Concise curriculum of Bedaux, Charles Eugène (Charenton-le-Pont, France, 1886 – Miami, USA, 1944)

Charles E. Bedaux was the most innovative and colorful person amongst the founders of professional management consultancy.

He invented the “Bedaux System” for the measurement and remuneration of human labor and made it popular as a productivity strategy amongst the world's business leaders.

He built the first global network of consulting companies, split from the beginning in an Bedaux company for North America and one for the rest of the world.

Charles Bedaux became a power broker and the 5th wealthiest citizen in the United States in the 30’s of last century.

In 1934, he initiated and organized a 1.500-mile expedition through the northern mountains of British Columbia, still remembered by the Mount Bedaux.

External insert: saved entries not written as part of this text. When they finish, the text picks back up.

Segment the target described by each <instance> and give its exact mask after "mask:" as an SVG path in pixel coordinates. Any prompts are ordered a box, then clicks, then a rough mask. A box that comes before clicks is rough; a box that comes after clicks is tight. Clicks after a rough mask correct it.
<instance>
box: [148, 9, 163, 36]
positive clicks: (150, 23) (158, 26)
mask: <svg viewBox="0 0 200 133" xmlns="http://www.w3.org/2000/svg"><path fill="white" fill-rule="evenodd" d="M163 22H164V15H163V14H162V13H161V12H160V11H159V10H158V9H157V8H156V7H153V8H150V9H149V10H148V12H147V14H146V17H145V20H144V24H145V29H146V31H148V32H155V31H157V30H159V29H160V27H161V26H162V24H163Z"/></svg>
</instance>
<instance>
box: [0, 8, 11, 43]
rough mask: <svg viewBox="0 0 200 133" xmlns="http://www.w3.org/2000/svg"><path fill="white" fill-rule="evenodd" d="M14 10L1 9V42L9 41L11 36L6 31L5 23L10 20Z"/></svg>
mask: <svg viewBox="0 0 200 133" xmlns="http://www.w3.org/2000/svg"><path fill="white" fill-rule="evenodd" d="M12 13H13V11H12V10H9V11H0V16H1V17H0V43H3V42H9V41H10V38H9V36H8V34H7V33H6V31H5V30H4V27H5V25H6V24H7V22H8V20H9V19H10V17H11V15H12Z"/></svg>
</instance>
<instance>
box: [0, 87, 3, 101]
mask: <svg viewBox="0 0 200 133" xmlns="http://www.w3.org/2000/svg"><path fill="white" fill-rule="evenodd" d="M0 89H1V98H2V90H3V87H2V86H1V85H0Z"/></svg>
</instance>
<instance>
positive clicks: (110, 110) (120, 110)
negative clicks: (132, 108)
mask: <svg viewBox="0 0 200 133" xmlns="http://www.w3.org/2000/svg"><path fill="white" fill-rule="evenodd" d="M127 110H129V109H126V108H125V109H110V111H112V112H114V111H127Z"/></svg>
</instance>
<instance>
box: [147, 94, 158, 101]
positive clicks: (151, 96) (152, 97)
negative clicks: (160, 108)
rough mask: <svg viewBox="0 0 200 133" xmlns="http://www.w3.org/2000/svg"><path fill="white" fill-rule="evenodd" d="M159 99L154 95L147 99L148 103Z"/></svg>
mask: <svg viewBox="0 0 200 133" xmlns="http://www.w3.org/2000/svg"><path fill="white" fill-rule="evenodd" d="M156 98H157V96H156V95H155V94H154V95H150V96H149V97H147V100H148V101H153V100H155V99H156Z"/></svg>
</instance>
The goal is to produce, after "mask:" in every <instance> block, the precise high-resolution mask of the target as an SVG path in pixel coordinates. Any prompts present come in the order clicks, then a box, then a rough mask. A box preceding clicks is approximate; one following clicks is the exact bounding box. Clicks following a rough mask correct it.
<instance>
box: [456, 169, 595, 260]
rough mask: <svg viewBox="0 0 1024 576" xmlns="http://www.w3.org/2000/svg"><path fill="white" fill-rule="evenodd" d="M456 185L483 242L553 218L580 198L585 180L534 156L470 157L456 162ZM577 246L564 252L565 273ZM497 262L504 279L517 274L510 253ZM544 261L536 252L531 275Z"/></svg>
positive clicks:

He bought a castle in France and hosted the wedding of the Duke of Windsor – the former King Edward VIII of England – and Mrs. Wallis Simpson in 1937. He got mixed up with business dealings for both the allied forces and the Germans, previous to, and in the beginning of the Second World War.

Due to actions of his own and political turmoil he lost control over his companies in Germany, the United States and the United Kingdom. These companies continued under other names and do exist till today.

In the late thirties, Charles Bedaux changed the direction of his talents from company organization to large-scale social economic projects.

Charles Bedaux worked on a project to construct a pipeline across the Sahara Desert in when he was stopped by the American army. Whilst being under house arrest for more than a year, he was reunited with his son Charles jr. It is then that Bedaux started to write down his philosophy on a new economic order: Equivalism. He was flown to Florida for interrogations.

Charles Bedaux died February 1944 in Miami. The official reason for his death was suicide.

Bedaux kept being controversial after his death. In 1945 the New Yorker Magazine devoted a series of three articles to Charles Bedaux, naming him a collaborator. At the same time, the De Gaulle government in France, after detailed scrutiny, granted him posthumously a Legion of Honor Award.